Validate an html document that I wrote with document.write()

Validate an html document that I wrote with document.write() - javascript

Ok first off let me state that I know I should never do this under any circumstances for a real site. Ok. That's out of the way.
One of my coworkers was going off that Javascript is not a "real" programming language (his definition of "real" seems to be "it compiles"), because it depends on other languages to do its thing.
I told him I could write a website using nothing but javascript.
I am sure that this can be done, using document.write('') to get the doctype, and some script to create a dom and styles... but the problem is since the page is validated without JS, it can't show him that what the browser is looking at does in fact validate.
Anyone know of a way I can validate the actual source the browser is using instead of the javascript that initially loaded?

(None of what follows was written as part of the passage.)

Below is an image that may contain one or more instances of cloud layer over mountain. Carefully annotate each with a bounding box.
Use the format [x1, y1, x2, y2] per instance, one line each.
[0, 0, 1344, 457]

If you really want to demonstrate that JS is a "real" language, then you would probably be better off not using a browser as the foundation. A node.js server would allow you to generate an HTML document (using document.write if you like, but DOM is an option (and people have used client side libraries to manipulate a document in node.
Since the JS runs on the server, you can get the actual source from the browser via view-source or point the validator directly at the URI (so long as it is either public or you install a local copy of the validator)

Load the site in Firefox with Firebug installed. Fire up the "HTML" view and rightclick on the <html> node and select "copy HTML".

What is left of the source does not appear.